# Problems with vip 612



## pistolpete52 (Sep 3, 2010)

I've only had Dish Network since Sunday, and my vip 612 has frozen up on me a half dozen times. It just freezes, then the device makes a loud whizzing sound. On top of that, every show that I've recorded has a problem with "skipping". The picture stops, then skips a little.

I was really hoping for better than this from Dish. First, 2 of the channels that are displayed as HD on the website guide that I wanted are in SD. And now, I have the problems with the DVR. I dropped Directv after having been a sub for several years because of their terrible service. I've read some reviews on the vip 612, and none of them were very good. 

Should I ask for a DVR that is not a 612?


----------



## P Smith (Jul 25, 2002)

Definitely.

I can't imagine how you got the POS after reading negative reviews here ...:eek2:


----------



## gtal98 (Jan 30, 2011)

You should definately get it replaced, but 612's can be fine. If you're going to have trouble with one it'll show up right away as the one you have is doing. If you did get a 622/722 and run it in single mode you would get the benefit of picture-in-picture.


----------



## pistolpete52 (Sep 3, 2010)

P Smith said:


> Definitely.
> 
> I can't imagine how you got the POS after reading negative reviews here ...:eek2:


I hadn't read the reviews until my DVR started going haywire. I just accepted what the installer gave me. Will it cost me more to get the 922??


----------



## robinandtami (Oct 24, 2010)

"pistolpete52" said:


> I hadn't read the reviews until my DVR started going haywire. I just accepted what the installer gave me. Will it cost me more to get the 922??


Probably, but the 722 shouldn't cost extra.


----------



## P Smith (Jul 25, 2002)

pistolpete52 said:


> I hadn't read the reviews until my DVR started going haywire. I just accepted what the installer gave me. Will it cost me more to get the 922??


$199 upfront easy ... or $299


----------



## klang (Oct 14, 2003)

I have two 612's that work perfectly fine.


----------



## Polardog (Mar 5, 2008)

gtal98 said:


> You should definately get it replaced, but 612's can be fine. If you're going to have trouble with one it'll show up right away as the one you have is doing.

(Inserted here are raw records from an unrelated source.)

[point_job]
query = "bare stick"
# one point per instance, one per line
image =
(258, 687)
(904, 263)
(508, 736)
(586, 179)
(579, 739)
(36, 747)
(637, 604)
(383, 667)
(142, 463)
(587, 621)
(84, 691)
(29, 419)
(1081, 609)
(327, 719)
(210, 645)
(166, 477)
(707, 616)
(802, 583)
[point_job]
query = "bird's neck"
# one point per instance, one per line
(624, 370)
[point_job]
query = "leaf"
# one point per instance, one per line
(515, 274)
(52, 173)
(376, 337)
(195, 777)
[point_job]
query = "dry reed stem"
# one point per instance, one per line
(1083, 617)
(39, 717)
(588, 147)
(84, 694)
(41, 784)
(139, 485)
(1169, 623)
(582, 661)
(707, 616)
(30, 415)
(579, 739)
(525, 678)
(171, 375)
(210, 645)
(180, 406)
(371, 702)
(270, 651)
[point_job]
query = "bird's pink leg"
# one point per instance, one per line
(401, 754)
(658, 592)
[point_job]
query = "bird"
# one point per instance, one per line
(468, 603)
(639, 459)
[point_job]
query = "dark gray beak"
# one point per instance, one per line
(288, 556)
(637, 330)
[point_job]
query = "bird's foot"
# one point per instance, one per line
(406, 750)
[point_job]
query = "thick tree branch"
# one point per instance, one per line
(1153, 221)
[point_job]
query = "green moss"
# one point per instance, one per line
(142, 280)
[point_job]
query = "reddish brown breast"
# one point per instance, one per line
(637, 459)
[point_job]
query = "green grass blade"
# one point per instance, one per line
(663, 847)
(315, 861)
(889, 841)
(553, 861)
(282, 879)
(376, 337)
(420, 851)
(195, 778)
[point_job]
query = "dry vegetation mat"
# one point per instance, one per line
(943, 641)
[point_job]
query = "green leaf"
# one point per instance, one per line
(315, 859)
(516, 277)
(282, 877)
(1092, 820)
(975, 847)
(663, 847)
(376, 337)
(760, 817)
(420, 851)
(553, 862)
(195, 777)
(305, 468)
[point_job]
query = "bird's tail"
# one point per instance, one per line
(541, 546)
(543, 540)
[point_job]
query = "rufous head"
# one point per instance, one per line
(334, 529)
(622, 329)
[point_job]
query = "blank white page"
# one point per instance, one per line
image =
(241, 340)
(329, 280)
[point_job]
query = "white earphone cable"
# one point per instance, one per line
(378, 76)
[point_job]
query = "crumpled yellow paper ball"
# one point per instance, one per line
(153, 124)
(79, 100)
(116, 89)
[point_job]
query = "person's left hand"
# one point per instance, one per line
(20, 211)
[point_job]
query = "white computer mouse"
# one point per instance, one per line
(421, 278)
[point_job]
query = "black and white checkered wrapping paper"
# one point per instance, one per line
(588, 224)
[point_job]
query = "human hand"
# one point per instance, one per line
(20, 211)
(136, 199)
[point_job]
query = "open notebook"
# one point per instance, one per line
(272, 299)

If you did get a 622/722 and run it in single mode you would get the benefit of picture-in-picture.


I'm on my 3rd VIP612 since I upgraded to HD about 3 years ago.
The first 2 were constantly freezing and were an annoyance.
While my current 612 still has a few glitches and is not perfect, it serves me well compared to the first two 612's. 
I use my 612 many hours each day, use record and playback feature of the DVR everyday and heavily use other features. All in all I would say it is a pretty good unit perfect for what I need for watching TV.
BTW, I've had my current 612 for over 2 years and it was a refurb upon arrival. And those few glitches I speak of are an occasional 5 or so second picture freeze and an out of nowhere reboot here & there.


----------



## finniganps (Jan 23, 2004)

Amazing to me how we accept problems with electronic equipment but would NEVER put up with it if it was our car, power tools, etc. They have convinced us to accept the deficiencies because it's better than NOT having a DVR. The closest thing to a bullet proof DVR IMO is the TiVo, but I HATE the user interface and several "features" and still prefer the Dish DVRs - even with their problems.


----------